In October 2017, after the property had been re-established as being owned by Vail Resorts (ownership had become unclear for a couple decades), the Vail Town Council voted to rezone the property from two-family residential on the 23.3-acre parcel to housing zoning on 5.4 acres and natural area preservation zoning on the remaining 17.9 acres. That rezone passed the council by a vote of 5-2.

At that time, in voting in favor of the rezoning, council member Jenn Bruno noted that the land is private property and had already been zoned for residential development since the ’70s. 

Speaking to the town’s Planning and Environmental Commission on Monday, Vail Homeowners Association Executive Director Jim Lamont said he was part of the group that helped see to the property zoned for residential development all those years ago.

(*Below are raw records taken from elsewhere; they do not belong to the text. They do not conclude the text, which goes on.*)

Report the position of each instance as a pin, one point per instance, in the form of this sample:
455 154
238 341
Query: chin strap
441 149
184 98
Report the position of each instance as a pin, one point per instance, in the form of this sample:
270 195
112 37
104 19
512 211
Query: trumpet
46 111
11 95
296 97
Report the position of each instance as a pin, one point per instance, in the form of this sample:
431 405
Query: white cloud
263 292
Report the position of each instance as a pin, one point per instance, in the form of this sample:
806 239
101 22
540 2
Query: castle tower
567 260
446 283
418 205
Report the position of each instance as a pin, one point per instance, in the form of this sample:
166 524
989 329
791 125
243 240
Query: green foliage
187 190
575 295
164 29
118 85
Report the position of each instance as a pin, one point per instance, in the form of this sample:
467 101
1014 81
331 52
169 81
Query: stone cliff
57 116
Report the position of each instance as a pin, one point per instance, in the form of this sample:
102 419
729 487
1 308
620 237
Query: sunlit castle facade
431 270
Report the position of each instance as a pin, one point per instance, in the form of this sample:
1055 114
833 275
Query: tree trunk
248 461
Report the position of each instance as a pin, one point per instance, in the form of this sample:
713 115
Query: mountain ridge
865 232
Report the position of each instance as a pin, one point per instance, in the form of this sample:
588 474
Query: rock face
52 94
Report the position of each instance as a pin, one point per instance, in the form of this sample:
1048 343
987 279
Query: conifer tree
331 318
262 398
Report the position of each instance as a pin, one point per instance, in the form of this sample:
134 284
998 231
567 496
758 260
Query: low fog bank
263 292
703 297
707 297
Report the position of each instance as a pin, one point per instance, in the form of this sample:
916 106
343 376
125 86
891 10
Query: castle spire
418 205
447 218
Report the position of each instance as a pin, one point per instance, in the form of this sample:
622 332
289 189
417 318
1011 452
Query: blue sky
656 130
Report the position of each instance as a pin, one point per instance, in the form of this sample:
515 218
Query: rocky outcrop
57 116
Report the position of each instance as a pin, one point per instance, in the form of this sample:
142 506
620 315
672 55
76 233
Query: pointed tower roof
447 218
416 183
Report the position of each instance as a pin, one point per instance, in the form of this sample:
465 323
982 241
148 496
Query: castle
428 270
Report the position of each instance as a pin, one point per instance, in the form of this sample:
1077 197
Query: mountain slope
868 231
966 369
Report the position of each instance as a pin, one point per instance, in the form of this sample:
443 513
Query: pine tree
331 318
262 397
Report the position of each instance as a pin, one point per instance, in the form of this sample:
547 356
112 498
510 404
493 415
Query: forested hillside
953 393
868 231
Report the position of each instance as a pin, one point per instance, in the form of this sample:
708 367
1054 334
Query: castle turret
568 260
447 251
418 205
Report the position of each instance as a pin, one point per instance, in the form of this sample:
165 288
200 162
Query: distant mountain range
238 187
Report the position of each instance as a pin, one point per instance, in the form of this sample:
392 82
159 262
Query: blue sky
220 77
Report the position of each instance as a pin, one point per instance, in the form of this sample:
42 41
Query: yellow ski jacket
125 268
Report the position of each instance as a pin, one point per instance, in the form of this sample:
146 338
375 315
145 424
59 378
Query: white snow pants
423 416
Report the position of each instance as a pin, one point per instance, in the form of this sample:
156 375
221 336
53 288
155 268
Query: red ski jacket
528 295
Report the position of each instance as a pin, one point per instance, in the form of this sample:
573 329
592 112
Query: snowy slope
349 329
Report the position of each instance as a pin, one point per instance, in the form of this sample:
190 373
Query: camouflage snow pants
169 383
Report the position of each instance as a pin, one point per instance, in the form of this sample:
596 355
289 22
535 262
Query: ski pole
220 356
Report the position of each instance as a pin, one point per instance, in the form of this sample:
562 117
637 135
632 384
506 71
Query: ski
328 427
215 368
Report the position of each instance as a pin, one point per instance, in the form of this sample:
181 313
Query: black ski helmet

“We could not come to an agreement with Vail Resorts as to the acquisition of the property; we agreed to disagree, and the town imposed … its lowest zone district in those days, which was duplex zoning,” Lamont said. “We zoned this as a duplex, knowing full well that the most you could get on this site, under that condition, was eight units.”

The Town Council now has the opportunity to examine the ramifications of its zoning decision, should it decide to examine the Planning and Environmental Commission’s Monday decision. Council members would need a motion, a second and a majority vote to do so.

Regardless of that decision, Gillette said following Monday’s meeting that Town Council members need to take a hard look at the bighorn sheep herd and what they can do to help facilitate the enhancements necessary to save the herd — in a separate action from the Booth Heights development.

“The real shame would be for the council to do nothing,” Gillette said. “To not throw money in to save this herd would be a shame.”